Sponges are considered to be the most primitive form of animals. They lack differentiated cells, and can reform if disassociated by (for example) shoving them through a sieve. On the other hand they cannot be considered colonies of single-celled organisms, as they have definite structures, bodies with more-or-less set shapes consisting of networks of pores and channels through which water is pumped; the individual cells feeding separately by filtering food from the water in these channels.
Recent application of genetic methods to the classification of sponges have led to major revisions of the taxonomy of the group, with many Sponges that had been considered closely related now known to be at best distant cousins, with body plans apparently able to evolve quickly in response to environmental conditions, leading to the frequent development of similar morphologies in different lineages, something evolutionary biologists call 'parallel evolution'.

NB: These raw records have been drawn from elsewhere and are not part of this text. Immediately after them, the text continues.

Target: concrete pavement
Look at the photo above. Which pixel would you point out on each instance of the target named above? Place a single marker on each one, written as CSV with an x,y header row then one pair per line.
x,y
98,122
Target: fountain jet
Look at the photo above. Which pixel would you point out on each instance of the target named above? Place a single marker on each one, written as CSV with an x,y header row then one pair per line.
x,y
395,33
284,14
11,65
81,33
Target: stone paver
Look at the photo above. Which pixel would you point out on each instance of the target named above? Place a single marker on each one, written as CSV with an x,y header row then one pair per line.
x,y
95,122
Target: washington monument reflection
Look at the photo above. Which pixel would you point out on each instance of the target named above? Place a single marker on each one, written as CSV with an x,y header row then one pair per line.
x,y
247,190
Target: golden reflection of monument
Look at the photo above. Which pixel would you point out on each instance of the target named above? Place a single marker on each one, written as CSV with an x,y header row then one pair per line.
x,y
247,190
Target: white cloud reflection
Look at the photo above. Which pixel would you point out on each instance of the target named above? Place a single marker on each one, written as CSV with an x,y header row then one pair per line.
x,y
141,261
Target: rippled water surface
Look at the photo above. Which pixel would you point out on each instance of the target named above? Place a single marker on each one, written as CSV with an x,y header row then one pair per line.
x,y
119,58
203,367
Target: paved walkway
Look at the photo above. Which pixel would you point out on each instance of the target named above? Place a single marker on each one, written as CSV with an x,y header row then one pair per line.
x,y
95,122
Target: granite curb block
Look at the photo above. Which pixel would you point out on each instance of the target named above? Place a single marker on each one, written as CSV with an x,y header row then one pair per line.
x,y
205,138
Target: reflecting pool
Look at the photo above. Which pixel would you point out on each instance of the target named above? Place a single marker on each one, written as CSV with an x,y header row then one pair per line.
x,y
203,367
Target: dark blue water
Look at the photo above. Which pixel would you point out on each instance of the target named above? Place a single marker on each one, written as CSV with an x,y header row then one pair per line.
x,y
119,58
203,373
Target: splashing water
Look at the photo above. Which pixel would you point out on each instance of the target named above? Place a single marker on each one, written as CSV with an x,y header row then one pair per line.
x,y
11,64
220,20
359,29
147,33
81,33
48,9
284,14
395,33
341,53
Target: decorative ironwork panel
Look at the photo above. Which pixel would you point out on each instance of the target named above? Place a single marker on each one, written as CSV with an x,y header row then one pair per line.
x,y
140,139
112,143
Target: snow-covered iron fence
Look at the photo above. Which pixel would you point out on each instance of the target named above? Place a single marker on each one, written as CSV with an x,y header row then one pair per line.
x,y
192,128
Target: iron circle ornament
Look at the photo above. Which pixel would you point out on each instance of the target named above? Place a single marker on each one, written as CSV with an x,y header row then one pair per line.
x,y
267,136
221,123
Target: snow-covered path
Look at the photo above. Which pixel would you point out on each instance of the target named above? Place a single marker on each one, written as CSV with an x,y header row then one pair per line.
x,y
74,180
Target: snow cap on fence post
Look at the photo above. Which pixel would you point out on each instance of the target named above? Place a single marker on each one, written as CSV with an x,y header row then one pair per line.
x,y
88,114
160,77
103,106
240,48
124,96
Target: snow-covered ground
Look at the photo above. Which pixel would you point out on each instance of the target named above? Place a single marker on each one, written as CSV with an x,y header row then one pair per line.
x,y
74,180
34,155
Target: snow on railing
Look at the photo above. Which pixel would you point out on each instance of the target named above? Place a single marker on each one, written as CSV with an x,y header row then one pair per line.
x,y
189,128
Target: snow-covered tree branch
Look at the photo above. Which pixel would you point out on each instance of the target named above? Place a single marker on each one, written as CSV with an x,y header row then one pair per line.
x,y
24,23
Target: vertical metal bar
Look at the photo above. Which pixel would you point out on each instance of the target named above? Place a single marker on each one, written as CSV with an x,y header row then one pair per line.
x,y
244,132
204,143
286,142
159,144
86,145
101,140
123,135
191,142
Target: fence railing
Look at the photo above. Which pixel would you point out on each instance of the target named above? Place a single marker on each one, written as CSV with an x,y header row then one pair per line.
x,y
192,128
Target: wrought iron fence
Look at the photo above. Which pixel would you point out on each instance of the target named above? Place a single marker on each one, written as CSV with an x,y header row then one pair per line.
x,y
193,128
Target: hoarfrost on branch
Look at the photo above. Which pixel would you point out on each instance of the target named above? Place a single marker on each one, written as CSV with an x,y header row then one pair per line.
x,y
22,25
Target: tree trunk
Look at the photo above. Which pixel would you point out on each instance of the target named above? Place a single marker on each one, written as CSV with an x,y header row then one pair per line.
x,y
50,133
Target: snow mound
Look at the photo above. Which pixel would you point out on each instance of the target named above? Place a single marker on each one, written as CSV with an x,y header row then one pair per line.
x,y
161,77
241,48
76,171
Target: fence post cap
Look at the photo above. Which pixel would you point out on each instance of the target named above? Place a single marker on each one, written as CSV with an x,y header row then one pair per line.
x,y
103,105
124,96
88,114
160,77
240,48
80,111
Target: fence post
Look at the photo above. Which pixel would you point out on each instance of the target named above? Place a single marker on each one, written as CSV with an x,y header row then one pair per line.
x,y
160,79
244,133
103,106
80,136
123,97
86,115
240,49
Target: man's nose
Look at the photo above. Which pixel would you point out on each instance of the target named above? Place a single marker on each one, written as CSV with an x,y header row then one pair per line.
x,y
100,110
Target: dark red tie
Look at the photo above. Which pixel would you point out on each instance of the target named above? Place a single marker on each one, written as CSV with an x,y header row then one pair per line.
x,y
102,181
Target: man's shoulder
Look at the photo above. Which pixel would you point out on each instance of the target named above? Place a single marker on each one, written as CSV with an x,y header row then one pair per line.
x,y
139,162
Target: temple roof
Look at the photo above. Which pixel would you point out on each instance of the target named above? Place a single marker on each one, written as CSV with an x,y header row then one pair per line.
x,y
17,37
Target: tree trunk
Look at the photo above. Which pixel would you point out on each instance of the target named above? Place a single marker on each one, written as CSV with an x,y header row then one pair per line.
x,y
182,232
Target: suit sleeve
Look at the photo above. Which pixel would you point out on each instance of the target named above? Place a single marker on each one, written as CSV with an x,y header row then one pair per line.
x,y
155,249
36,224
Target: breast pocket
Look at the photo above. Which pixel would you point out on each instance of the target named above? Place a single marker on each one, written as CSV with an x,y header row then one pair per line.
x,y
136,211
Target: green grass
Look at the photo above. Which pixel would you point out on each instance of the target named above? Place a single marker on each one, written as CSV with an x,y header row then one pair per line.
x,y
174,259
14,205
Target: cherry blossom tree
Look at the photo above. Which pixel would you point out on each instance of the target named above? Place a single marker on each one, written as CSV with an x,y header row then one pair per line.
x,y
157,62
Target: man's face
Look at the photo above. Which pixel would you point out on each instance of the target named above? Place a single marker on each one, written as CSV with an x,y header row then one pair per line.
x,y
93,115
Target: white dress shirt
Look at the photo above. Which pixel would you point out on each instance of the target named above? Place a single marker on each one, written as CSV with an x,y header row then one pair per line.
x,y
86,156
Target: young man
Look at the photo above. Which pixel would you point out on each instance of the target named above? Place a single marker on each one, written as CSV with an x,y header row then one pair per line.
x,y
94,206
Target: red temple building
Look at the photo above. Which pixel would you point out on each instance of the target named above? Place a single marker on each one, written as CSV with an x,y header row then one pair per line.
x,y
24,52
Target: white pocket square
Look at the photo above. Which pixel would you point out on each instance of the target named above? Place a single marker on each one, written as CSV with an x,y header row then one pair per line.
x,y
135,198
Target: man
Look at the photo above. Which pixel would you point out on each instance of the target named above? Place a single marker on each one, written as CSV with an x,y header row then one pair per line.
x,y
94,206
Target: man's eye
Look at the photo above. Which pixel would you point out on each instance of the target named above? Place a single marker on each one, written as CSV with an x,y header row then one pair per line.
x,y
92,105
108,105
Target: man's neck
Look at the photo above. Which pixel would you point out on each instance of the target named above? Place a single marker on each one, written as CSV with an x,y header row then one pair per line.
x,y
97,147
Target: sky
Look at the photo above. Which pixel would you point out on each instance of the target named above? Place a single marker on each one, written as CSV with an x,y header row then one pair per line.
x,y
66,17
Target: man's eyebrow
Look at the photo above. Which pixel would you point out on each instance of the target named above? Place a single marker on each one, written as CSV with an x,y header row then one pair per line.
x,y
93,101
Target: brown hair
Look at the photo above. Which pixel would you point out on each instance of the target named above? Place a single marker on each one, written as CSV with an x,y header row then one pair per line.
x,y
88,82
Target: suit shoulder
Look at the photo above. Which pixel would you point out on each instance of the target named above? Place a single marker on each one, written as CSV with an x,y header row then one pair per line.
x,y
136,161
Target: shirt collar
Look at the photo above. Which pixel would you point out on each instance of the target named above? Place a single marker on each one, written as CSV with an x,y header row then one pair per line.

One group that was thought to be immune to this problem were the Glass Sponges, or Hexactinellid Sponges, which live in deep water (down to 900 m) and which secrete skeletons made up of siliceous (glass) spicules, skeletal elements that help support the sponges body. This group have traditionally been classified on the morphology of their spicule skeleton in the same way that Vertebrates have been on their bone skeleton.
In a paper published in the journal Zootaxa on 10 July 2012, a team of scientists led by Martin Dohrmann of the Department of Invertebrate Zoology at the National Museum of Natural History, part of the Smithsonian Institution, present the results of a genetic study into North Atlantic Glass Sponges formerly classified in the genus Rossella.
There are twenty known species of sponges in the genus Rossella found in the Southern (Antarctic) Ocean, and (until now) a single species, Rossella nodastrella, from the North Atlantic. However Dohrmann et al. have demonstrated that these North Atlantic Sponges are not closely related to other members of the genus Rosella, and furthermore that the 'species' is in fact comprised of two genetically distinct, but morphologically identical populations (cryptic species).
Dohrmann et al. create a new genus Nodestrella, to classify these two species, with the first species (including the first population discovered) named Nodestrella nodestrella, and the second species named Nodastrella asconemaoida. Nodestrella nodestrella is known from the Azores and the deep waters off the coast of Florida, near Cape Canaveral. Nodastrella asconemaoida is also known from the waters off Cape Canaveral, as well as from the Miami Terrace in the Straits of Florida, and Rockall Bank, Ireland.
A specimen of Nodestrella asconemaoida on the Miami Terrace in the Straits of Florida. Dohrmann et al. (2012).
Scanning electron microscope image of part of the skeleton of Nodestrella nodestrella. Dohrmann et al. (2012).
Skeletal elements from Nostrodella nostrodella. Dohrmann et al. (2012).
Skeletal elements from Nostrodella asconemaoida. Dohrmann et al. (2012).